Volusia County Beach Safety to get updated radar guns and signs
DAYTONA BEACH —
In 2010, two children were hit and killed along the sands of Volusia County’s coast in separate accidents. Since then, the county has looked at ways to make it safer for cars and sunbathers to co-exist. A number of safety improvements have been made, but some people still have an uneasy feeling.
Melanie Rodriguez drove over to Daytona Beach from Deltona to spend the day with family. She hates seeing the cars driving past, “I believe that people, if they area going to come inside the beach and drive around the beach, they should be careful with what they’re doing and they should follow the rules.”
That doesn’t always happen though. The latest safety effort involves high-tech radar guns. County leaders approved the purchase of four laser radars and two radar speed signs at a total cost of just over $20,000. As with most things related to law enforcement, it’s that enforcement part which is sometimes tough.Beach Safety officers have older radar guns, which are outdated and cannot be properly calibrated. The new equipment should make it easier for them to enforce the 10 mile-per-hour limit on the sand.
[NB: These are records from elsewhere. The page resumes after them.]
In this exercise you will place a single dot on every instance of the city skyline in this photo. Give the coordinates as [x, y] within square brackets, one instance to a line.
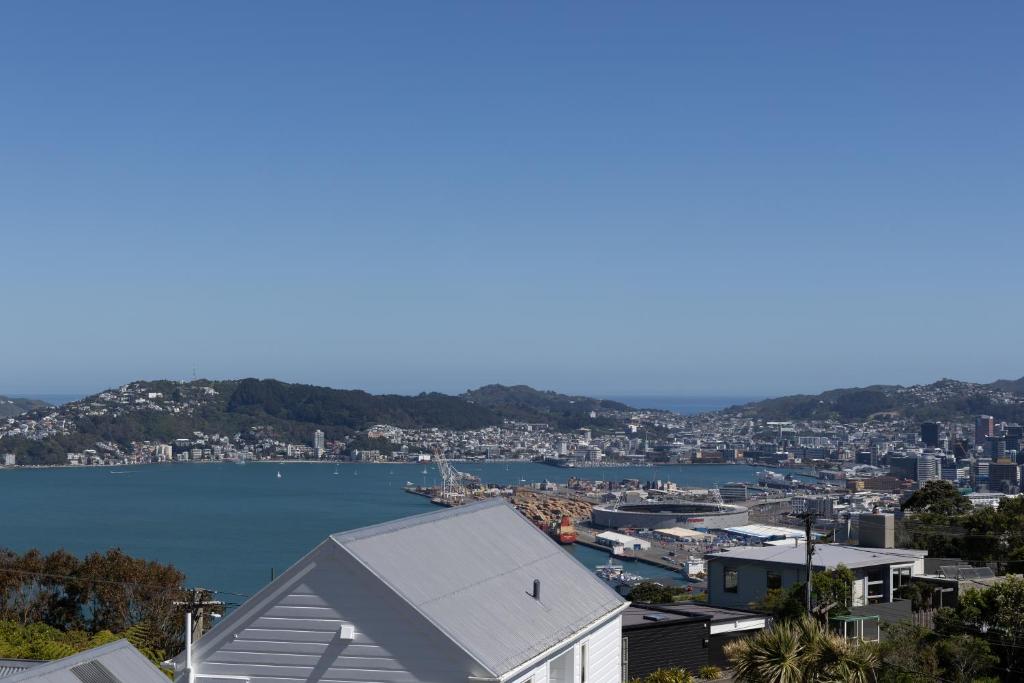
[667, 200]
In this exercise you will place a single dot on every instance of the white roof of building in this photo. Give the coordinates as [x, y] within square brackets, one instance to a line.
[116, 663]
[682, 532]
[766, 531]
[621, 539]
[826, 555]
[469, 570]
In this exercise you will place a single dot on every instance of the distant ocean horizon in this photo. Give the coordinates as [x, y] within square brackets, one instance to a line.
[52, 398]
[682, 404]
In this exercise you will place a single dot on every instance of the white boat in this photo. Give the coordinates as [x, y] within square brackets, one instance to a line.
[694, 568]
[615, 574]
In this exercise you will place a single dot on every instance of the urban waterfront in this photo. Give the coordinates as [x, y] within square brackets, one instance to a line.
[227, 525]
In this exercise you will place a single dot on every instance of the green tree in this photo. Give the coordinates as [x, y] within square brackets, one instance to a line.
[995, 613]
[650, 593]
[801, 650]
[832, 590]
[669, 676]
[907, 654]
[938, 498]
[965, 658]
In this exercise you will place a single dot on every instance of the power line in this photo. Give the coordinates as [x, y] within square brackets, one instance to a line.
[160, 588]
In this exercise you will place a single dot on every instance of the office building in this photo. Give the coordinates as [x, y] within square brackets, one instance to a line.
[995, 447]
[1004, 474]
[929, 467]
[318, 443]
[930, 434]
[984, 427]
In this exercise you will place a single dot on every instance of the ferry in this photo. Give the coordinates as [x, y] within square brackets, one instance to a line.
[616, 577]
[564, 531]
[774, 479]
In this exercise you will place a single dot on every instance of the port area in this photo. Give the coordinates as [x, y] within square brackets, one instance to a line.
[655, 556]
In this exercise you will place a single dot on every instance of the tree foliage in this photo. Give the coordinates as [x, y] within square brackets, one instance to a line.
[995, 614]
[103, 592]
[649, 592]
[801, 650]
[938, 498]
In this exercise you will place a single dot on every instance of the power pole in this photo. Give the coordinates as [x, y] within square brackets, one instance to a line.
[808, 520]
[199, 603]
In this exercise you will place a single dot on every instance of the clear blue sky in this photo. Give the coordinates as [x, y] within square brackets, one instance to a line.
[742, 198]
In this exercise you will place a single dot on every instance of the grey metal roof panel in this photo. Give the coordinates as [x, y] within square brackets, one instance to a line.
[470, 570]
[116, 663]
[11, 667]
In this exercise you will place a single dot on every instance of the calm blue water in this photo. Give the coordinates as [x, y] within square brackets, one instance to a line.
[683, 404]
[227, 525]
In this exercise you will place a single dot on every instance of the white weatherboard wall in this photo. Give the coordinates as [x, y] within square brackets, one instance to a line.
[604, 656]
[291, 634]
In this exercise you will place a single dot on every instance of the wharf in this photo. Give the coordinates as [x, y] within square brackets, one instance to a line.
[587, 537]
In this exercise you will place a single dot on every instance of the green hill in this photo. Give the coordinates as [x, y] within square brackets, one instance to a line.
[945, 399]
[162, 411]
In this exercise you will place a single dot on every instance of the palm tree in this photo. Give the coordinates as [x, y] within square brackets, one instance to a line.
[803, 650]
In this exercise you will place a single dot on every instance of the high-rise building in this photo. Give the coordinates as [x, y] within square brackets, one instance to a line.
[995, 447]
[1015, 436]
[929, 467]
[1004, 474]
[984, 427]
[930, 434]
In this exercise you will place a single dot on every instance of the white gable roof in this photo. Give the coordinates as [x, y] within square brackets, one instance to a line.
[467, 571]
[116, 663]
[470, 570]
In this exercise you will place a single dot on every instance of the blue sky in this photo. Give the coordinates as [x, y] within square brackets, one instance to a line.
[742, 198]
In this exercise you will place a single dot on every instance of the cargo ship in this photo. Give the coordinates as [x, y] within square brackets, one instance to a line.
[564, 531]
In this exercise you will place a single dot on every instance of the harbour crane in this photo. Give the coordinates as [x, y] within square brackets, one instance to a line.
[453, 486]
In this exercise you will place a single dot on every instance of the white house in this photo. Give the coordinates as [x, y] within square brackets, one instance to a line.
[114, 663]
[474, 593]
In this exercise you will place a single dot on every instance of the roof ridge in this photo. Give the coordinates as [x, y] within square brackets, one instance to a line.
[415, 520]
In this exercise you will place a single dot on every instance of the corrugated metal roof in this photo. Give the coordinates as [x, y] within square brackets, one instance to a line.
[470, 571]
[11, 667]
[116, 663]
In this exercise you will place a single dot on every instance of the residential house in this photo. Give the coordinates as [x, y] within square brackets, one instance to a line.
[740, 577]
[683, 635]
[473, 593]
[115, 663]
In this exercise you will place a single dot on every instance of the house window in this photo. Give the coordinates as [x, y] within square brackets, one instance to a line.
[731, 580]
[901, 580]
[626, 659]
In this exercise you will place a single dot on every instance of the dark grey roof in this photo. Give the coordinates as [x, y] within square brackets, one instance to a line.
[641, 616]
[116, 663]
[825, 555]
[469, 570]
[636, 613]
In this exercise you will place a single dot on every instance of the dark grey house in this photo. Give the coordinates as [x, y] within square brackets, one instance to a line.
[686, 636]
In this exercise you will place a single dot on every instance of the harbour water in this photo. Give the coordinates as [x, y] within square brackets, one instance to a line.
[228, 525]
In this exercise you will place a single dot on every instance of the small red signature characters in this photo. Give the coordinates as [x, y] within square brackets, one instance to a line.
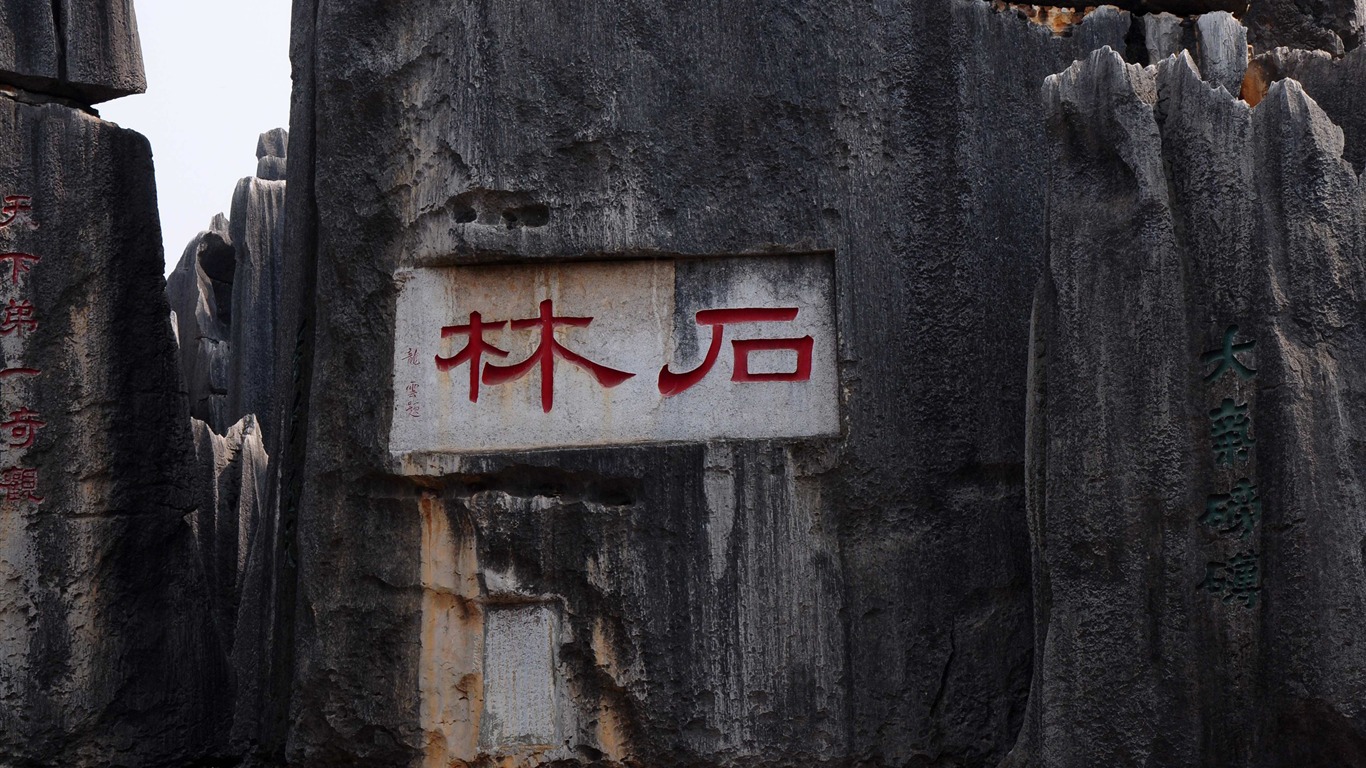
[473, 351]
[719, 319]
[23, 428]
[19, 484]
[14, 208]
[544, 355]
[18, 317]
[19, 263]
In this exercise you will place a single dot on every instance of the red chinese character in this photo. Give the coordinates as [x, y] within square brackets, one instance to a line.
[545, 354]
[18, 264]
[18, 317]
[12, 207]
[23, 428]
[717, 319]
[473, 353]
[15, 481]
However, Captain Mike Berard with Beach Safety Ocean Rescue said the first step is education: “Safety’s our number one objective. And if we can educate the public to make it more safe, then great. If the education doesn’t work then we’ll work on some prevention and then prevention leads into enforcement.”
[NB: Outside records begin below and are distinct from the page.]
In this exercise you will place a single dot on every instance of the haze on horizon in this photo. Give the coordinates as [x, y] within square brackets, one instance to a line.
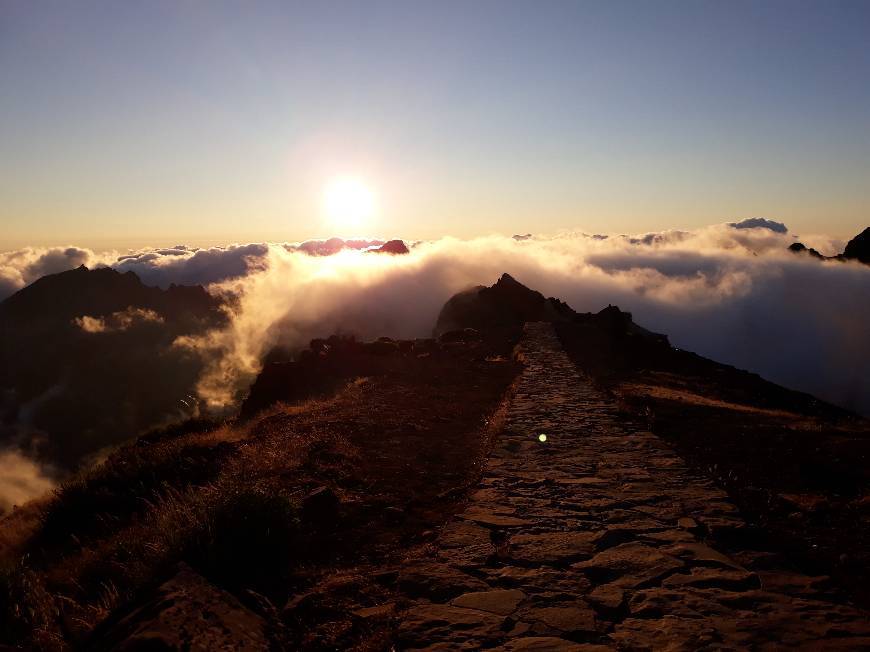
[133, 123]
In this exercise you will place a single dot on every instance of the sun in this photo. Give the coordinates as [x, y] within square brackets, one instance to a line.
[349, 203]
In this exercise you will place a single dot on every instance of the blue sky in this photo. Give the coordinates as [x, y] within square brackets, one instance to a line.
[158, 122]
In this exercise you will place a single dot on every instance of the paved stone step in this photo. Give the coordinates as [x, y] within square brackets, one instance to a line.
[598, 536]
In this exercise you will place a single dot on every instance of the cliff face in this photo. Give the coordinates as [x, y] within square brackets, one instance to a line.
[506, 305]
[87, 359]
[858, 248]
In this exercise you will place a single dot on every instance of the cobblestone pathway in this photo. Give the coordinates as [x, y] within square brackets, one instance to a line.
[599, 538]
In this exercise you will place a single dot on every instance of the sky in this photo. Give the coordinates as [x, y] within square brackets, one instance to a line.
[155, 123]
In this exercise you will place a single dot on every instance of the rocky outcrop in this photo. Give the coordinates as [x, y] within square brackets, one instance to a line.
[396, 247]
[800, 248]
[506, 305]
[858, 248]
[588, 533]
[87, 359]
[185, 613]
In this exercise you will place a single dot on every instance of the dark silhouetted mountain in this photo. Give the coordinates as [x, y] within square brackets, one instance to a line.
[506, 305]
[87, 358]
[858, 247]
[392, 247]
[799, 247]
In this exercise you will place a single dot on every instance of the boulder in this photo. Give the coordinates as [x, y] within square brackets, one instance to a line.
[184, 613]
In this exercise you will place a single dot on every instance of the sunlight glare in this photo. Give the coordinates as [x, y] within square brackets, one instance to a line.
[349, 204]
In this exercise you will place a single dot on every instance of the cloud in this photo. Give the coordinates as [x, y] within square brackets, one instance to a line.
[117, 321]
[760, 223]
[160, 267]
[731, 292]
[21, 479]
[23, 266]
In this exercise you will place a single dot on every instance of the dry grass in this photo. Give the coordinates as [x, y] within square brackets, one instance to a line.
[226, 500]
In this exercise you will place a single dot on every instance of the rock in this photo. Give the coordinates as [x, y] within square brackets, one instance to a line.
[461, 335]
[424, 623]
[506, 305]
[720, 578]
[858, 248]
[186, 613]
[437, 581]
[550, 644]
[806, 503]
[395, 247]
[555, 548]
[699, 553]
[320, 506]
[500, 601]
[607, 598]
[377, 612]
[573, 618]
[629, 565]
[800, 248]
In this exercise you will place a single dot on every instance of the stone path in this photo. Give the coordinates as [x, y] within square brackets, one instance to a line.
[601, 538]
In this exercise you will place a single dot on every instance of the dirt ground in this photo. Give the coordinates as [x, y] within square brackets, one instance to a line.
[293, 511]
[798, 469]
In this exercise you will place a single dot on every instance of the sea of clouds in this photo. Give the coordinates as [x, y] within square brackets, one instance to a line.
[731, 292]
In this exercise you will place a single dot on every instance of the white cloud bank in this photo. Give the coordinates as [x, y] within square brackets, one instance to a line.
[731, 292]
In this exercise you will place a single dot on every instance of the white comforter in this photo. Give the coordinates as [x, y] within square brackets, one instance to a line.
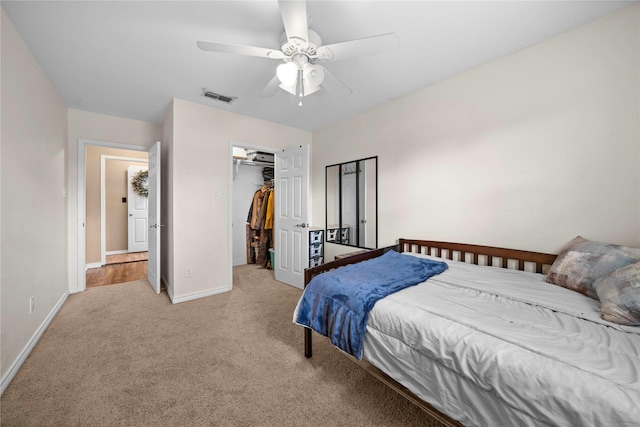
[496, 347]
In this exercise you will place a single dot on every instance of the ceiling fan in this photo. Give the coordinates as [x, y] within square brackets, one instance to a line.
[301, 50]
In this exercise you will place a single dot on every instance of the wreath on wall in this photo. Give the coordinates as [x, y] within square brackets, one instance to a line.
[139, 183]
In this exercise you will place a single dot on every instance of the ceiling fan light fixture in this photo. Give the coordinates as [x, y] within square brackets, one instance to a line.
[287, 73]
[313, 76]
“They should enforce the rules,” said Rodriquez. She adds “people have to be aware there’s people running, especially kids. And there has been accidents before where people have died.”
Yet not everyone likes the idea of extra enforcement. Zachary McGregor is from Clermont, Lake County and said enforcement and safety is just fine, “I think it’s a little prude. People come to the beach to have a good time so just them having to worry about this extra thing is just not necessary.”
It’s clear that vehicles will not be kicked off Volusia County’s beaches any time soon, so those who do choose to drive will have to continue to deal with extra safety measures.
According to Volusia County Beach Safety, there were 120 warnings and 250 citations handed out last year for speed-related violations.